What I'd do first is make sure you have the latest virus definitions (as some antivirus tools scan for such things). Then, I'd run both Ad Aware and Spybot Search & Destroy (after updating their definition files). After that, I'd give RootkitRevealer a run-through.

Not to say that these steps are necessarily foolproof, but it couldn't hurt. And, then again, I somehow have doubts about their "absolutely undetectable" claim -- "absolutely" is a very strong word :-/.
posted by Handcoding at 4:28 AM on October 25, 2005

Try Ctrl+Alt+L. That is the default for hidding/unhiding the program. Check the system tray after that.

How do you know/think that that program is installed?
posted by dking at 4:32 AM on October 25, 2005

If this was a unix-type system and you had reason to believe you had been rootkitted then everyone would be telling you to reinstall and not chance it. I don't see any reason you should treat this differently. Backup your data and reinstall Windows and your other software, or restore from a backup that you believe to be clean, and make sure the route you think it got installed by has been closed off. It's the only way you'll ever get complete peace of mind.
posted by edd at 4:34 AM on October 25, 2005

It is entirely possible to write a program that hooks itself deeply into the kernel, and intercepts any system calls that might provide a clue to its presence. This is generally called a rootkit.

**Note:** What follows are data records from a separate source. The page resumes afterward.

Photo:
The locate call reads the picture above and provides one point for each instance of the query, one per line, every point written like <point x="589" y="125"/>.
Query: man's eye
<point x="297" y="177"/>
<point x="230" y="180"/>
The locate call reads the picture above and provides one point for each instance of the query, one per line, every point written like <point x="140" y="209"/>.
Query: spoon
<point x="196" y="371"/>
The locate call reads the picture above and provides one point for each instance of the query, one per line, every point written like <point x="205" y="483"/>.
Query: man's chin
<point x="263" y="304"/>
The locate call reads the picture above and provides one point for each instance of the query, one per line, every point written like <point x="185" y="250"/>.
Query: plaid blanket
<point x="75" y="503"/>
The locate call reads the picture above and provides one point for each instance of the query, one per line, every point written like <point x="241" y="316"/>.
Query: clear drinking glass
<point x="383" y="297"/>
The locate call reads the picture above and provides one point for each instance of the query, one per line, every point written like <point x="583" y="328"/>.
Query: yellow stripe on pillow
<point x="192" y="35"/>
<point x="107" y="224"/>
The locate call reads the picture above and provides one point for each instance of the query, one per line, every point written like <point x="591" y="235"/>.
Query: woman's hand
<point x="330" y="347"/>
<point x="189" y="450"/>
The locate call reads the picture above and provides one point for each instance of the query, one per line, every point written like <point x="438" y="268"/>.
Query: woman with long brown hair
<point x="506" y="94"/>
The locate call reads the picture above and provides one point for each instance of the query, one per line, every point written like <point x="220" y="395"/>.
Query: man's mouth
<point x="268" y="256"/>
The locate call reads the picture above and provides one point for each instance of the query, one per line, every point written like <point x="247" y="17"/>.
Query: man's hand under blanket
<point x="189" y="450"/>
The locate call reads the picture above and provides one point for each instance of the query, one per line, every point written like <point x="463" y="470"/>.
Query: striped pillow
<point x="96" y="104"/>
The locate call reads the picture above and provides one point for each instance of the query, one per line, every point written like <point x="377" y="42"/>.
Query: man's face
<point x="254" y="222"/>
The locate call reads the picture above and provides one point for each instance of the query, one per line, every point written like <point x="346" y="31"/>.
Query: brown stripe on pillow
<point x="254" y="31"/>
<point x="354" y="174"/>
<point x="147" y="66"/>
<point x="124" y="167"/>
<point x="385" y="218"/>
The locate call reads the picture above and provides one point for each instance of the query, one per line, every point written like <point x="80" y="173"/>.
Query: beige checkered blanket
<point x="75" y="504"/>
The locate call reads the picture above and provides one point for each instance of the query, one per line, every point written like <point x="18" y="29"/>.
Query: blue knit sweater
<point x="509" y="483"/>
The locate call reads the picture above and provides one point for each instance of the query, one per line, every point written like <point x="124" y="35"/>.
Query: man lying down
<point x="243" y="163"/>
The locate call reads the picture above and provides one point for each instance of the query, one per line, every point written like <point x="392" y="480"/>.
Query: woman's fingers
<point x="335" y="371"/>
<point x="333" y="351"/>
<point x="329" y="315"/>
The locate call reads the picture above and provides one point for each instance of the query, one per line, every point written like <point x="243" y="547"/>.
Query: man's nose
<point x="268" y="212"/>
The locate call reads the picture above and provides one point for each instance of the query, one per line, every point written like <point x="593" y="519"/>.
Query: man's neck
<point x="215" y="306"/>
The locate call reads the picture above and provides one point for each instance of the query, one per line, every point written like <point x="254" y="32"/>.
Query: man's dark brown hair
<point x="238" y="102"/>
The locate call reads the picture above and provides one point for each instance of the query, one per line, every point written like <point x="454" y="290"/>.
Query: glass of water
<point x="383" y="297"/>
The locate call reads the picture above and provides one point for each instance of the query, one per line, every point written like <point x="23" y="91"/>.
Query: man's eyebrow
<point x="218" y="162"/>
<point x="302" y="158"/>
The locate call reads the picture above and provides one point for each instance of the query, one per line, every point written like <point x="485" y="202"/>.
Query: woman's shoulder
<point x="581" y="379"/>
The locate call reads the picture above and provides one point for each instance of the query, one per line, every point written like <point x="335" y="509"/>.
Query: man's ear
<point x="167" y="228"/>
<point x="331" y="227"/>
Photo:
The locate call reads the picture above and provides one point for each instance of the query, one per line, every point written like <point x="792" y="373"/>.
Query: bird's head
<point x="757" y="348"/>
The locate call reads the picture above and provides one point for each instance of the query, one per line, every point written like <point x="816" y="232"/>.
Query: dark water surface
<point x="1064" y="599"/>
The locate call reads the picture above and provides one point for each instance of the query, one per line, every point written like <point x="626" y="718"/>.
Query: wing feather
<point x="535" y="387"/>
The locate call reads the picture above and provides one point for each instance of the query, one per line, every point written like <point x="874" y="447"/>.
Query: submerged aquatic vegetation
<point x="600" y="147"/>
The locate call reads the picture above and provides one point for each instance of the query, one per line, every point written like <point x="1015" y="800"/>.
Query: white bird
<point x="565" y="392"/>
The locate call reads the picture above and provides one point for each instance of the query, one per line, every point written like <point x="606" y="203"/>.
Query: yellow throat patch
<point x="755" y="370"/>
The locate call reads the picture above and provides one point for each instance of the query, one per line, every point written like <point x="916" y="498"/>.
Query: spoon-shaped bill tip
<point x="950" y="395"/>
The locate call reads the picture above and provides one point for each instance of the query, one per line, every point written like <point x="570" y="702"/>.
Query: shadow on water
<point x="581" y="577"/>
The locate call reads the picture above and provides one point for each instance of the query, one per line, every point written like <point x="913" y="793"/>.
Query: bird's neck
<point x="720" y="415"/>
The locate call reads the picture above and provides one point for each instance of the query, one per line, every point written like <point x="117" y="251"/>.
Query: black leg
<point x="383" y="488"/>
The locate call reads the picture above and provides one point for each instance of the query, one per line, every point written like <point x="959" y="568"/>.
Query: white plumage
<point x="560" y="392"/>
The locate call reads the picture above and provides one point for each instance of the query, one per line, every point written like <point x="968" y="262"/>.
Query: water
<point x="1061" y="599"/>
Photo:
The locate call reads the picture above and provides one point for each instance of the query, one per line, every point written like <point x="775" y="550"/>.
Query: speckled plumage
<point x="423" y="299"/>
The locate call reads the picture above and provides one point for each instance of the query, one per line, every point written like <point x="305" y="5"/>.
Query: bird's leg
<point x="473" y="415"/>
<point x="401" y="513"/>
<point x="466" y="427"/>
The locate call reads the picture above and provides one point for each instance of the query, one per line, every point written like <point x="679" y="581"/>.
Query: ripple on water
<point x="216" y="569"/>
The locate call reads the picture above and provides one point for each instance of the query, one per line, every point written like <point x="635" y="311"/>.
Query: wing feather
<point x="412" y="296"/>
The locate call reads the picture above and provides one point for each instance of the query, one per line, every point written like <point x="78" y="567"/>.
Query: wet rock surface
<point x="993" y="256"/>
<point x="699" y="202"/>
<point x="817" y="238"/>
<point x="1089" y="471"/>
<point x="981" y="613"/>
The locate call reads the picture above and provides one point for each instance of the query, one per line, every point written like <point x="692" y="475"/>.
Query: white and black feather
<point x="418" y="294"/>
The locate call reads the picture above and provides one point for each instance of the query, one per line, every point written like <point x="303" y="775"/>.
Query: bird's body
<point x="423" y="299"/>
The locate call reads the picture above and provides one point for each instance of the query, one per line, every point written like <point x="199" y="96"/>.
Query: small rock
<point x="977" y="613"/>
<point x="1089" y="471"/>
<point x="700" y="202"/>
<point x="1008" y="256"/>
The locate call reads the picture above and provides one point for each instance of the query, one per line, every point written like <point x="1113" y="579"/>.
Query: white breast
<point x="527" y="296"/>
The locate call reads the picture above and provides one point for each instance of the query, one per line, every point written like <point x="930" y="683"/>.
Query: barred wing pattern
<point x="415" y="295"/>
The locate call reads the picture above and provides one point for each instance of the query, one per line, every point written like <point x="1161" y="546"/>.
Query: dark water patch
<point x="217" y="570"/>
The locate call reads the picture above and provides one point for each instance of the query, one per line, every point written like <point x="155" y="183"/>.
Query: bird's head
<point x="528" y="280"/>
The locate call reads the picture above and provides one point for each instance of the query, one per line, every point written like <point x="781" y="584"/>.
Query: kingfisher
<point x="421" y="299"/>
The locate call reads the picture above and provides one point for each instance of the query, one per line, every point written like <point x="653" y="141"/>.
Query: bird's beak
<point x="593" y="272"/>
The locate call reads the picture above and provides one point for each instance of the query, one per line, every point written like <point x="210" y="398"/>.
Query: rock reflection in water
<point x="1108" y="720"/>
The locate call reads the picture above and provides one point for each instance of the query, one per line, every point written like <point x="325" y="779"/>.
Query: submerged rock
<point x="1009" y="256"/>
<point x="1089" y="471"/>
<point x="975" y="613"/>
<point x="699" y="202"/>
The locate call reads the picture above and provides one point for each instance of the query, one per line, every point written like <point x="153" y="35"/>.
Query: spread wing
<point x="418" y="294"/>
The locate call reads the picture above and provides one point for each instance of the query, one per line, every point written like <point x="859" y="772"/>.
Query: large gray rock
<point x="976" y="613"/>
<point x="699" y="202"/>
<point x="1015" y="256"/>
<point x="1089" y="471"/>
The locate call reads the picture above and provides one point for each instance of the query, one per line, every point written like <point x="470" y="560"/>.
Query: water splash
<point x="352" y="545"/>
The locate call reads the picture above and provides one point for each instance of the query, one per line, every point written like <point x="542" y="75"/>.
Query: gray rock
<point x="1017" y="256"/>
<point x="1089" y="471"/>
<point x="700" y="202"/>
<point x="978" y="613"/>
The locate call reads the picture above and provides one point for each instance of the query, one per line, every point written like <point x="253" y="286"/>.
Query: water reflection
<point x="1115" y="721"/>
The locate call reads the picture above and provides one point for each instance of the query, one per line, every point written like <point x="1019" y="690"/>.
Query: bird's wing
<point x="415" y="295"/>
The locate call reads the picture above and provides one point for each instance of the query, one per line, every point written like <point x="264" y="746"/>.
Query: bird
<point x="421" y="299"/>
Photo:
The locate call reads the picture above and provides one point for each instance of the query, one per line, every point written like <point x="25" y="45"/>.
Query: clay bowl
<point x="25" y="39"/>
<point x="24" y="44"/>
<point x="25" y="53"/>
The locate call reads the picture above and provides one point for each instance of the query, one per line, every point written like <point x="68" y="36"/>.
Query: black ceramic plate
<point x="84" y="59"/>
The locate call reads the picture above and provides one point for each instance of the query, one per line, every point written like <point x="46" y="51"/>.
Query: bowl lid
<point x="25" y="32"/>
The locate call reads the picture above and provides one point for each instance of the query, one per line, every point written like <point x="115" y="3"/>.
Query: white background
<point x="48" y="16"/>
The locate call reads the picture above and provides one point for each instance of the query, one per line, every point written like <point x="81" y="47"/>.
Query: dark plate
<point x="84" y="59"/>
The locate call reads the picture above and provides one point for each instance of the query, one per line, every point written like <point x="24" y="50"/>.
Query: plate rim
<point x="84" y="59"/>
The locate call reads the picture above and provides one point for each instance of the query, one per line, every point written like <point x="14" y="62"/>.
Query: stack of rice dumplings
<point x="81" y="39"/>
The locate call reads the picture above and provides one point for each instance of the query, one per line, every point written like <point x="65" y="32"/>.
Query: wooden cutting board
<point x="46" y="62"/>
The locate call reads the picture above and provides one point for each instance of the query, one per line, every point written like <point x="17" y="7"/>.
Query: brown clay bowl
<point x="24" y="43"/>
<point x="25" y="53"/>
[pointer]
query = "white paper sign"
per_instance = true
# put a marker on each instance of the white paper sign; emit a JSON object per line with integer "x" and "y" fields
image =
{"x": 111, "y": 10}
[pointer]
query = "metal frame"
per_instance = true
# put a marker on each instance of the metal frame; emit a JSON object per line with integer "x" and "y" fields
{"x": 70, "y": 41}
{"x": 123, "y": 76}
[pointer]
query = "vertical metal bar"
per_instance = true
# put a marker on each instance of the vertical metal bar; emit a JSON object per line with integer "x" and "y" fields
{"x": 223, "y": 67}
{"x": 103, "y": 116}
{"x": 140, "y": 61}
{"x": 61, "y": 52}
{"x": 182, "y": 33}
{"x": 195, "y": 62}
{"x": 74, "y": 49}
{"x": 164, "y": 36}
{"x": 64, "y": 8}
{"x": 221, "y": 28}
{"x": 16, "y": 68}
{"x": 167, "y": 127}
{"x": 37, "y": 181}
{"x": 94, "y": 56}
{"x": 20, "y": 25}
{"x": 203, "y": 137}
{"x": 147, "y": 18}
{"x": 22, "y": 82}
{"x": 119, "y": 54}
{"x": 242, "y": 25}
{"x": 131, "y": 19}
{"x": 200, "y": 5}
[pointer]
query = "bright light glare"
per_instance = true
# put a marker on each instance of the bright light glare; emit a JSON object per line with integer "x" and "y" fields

When dealing with programs of this type, the first rule is that you can never trust the running system. Once a program has sufficient privileges to muck around with the kernel, all bets are off. You can try running programs like Rootkit Revealer that will attempt to detect signs of a rootkit, but you have to realize that this will never be perfect - a rootkit can always be written to outsmart any such kind of detection. Of course, doing so is not always practical so there is some hope of being able to find traces of it.

But for absolute certainty you need to boot the system from some external medium and then inspect things from there. The most common ways of doing this are with a Knoppix liveCD or a BART PE liveCD. The latter might make things somewhat easier since it's windows and not linux, and this means that you can even mount the registry hives from the target system, and poke around with regedit -- even though you've booted from CD and nothing from the target HD is actually being executed. There are probably purpose-made liveCDs for doing things like this and other "forensic" type activities.
posted by Rhomboid at 5:46 AM on October 25, 2005 [1 favorite]

Just reinstall windows. If you have a reasonable suspicion that your system has been compromised then you also have no idea what about the extent of the security breach. You say the system has a key logger--but is that all? No amount investigating or security tools will ever be able to move your system back to the secure state. Back up your data, zero out the drive, and do a fresh reinstall.
posted by nixerman at 6:23 AM on October 25, 2005

nixerman has the right idea: Nuke the site from orbit, it's the only way to be sure.

Also, whatever you did that put somebody in the mood to install a keylogger on your machine, stop doing that too.
posted by jjg at 7:24 AM on October 25, 2005

FYI, Webroot's "Spy Sweeper" program (14-day-free-trial available) was able to detect and get rid of some junk on my Windows machine that neither Spybot, Ad-Award, MS Antispyware, or two AV programs was able to detect. I'd always laughed at people who paid for anti-spyware software, but I'm going to go buy it myself soon.
posted by mrbill at 9:50 AM on October 25, 2005

I just emailed their support address to ask this question on your behalf. I'm so curious to see how they'll reply.
posted by evariste at 11:50 AM on October 25, 2005

I think it has legal implications for them if they refuse to help someone whose computer is being trespassed with their help, which is why I'm really curious how helpful they'll be.
posted by evariste at 11:51 AM on October 25, 2005

What if you tried to install Perfect Keylogger on said computer yourself? If you're lucky, it would give you a message that the program is already installed, and if you're not lucky, at least you can run Spybot, Rootkit Revealer, etc. and see if they catch the program knowing it IS installed. If, after you install it, one of those programs finds the Keylogger you installed but no others, you can probably feel pretty safe.
posted by joshuaconner at 12:22 PM on October 26, 2005

This thread is closed to new comments.